More significant, James' ossuary, if real, could become a kind of trans-denominational, scientifically approved relic. The Roman Catholic and various Orthodox churches, all of which regard James as a saint, would venerate it as a relic. Southern Baptist leader Paige Patterson, while warning against "building faith on archaeological discovery," predicts that even conservative Protestants would probably find it " fascinating" and "enormously useful in evangelizing and shedding light on our understanding of the Scriptures."

Almost no educated person these days doubts that Jesus lived. Some accept it on faith, others on the testimony of a brace of ancient chroniclers, both Christian and Roman. Yet there is something uniquely compelling about an attestation in stone. As Lemaire explained to TIME, "The written word is a bit airy. Listen, you can talk about Egyptian civilization, but the day you visit the pyramids, it speaks to you in a different way." Or as Hershel Shanks, editor of the Biblical Archaeology Review, says of the ossuary, "It is something tactile and visible reaching back to the single most important personage ever to walk the earth."

But all these assessments are based on two suppositions: that the box is not a forged item and that the James, Joseph and Jesus inscribed on it are the ones in the Bible. Neither is a foregone conclusion. The history of the ossuary is murky. It was probably looted from a burial cave decades ago. The Biblical Archaeology article includes testimony by geologists and experts in ancient writing with sufficient credibility to convince scholars that the box is not a fake and probably does date to within four decades of A.D. 62, the accepted year for James' martyrdom at the temple. Many academics, however, have expressed reservations about Lemaire's claim to somehow be able to eliminate virtually all the other Jameses roaming Jerusalem during that period. Thus what might otherwise have been a kind of archaeological/religious coronation turns into something slightly different: a scientific detective story with extremely high religious stakes.
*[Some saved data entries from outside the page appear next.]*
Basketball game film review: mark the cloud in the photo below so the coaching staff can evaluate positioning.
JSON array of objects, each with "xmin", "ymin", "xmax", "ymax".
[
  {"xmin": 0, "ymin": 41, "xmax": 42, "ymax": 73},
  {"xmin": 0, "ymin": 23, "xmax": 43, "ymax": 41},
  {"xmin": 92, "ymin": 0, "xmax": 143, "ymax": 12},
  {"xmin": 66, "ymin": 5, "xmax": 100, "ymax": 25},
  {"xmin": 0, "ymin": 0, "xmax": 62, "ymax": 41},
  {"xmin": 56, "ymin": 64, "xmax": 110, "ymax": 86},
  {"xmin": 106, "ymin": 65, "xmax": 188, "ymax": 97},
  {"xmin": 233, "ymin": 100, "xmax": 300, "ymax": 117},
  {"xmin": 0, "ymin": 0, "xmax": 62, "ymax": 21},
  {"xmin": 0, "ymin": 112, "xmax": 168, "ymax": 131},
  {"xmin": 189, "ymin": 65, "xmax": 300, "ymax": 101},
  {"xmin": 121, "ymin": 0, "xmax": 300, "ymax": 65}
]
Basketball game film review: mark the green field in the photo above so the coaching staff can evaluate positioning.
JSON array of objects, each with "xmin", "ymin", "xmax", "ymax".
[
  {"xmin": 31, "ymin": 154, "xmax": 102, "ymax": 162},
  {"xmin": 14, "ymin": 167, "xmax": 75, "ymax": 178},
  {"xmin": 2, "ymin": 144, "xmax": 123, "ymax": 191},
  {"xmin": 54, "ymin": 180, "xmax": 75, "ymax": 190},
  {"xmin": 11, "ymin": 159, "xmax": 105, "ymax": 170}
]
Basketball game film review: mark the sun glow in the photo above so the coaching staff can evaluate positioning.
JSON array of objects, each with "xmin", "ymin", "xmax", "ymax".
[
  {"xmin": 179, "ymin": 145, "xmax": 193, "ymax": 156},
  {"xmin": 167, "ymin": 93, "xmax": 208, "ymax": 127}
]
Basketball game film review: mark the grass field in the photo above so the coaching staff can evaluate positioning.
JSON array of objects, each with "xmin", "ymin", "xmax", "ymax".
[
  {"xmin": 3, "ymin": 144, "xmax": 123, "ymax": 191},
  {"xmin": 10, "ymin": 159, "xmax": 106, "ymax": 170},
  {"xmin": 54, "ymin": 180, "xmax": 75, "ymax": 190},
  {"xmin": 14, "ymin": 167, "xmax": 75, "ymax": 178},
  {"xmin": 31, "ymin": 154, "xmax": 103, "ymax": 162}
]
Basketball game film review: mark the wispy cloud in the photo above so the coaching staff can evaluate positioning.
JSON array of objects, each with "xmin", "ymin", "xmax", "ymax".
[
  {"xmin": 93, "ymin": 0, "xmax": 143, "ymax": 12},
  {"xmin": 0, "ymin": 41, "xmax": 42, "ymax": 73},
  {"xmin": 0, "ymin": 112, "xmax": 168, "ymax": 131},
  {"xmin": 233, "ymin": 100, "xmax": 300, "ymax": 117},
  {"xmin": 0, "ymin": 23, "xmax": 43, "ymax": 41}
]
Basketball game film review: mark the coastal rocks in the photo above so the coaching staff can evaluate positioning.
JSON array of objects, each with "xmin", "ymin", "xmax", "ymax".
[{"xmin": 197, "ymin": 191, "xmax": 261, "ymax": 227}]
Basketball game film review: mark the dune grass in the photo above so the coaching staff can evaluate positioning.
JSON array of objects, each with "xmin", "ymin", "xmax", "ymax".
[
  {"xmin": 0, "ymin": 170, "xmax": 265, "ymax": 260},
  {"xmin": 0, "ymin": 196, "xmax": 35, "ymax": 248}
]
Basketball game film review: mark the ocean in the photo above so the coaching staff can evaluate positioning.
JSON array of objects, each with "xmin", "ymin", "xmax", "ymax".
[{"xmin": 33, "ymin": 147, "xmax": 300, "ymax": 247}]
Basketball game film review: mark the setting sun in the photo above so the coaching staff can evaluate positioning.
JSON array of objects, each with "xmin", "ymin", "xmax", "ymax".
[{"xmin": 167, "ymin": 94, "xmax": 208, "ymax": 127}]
The owner of the ossuary claims to be stunned by the entire experience. He says he bought it for a few hundred dollars "in the 1970s" as representative of its particular period. He claims he had no idea at the time of its possible significance ("I didn't know that Jesus had a brother.") And he pleads with TIME not to divulge his name or location. "I don't want my apartment turned into a church," he explains.

His hope to avoid being overwhelmed by pilgrims seems a bit forlorn, however, especially when a reporter notes that the soil at the bottom of the now famous ossuary is littered with bone chips.

The town of silwan, nestled below the southern wall of the Old City, is a fairly typical Jerusalem-area Arab village — densely settled, tense and poor. But it does possess one distinction: numerous 1st century subterranean Jewish burial caves, some of which now double as basements for Silwan's rough cinder-block houses. Unofficial excavations by residents and by professional looters, although illegal, have long supplied the antiquities market with pots, lamps and other artifacts. According to the ossuary's owner, the dealer who sold it to him told him it was found in the Silwan area. The owner says it is highly unlikely that anyone will be able locate the cave from which it came.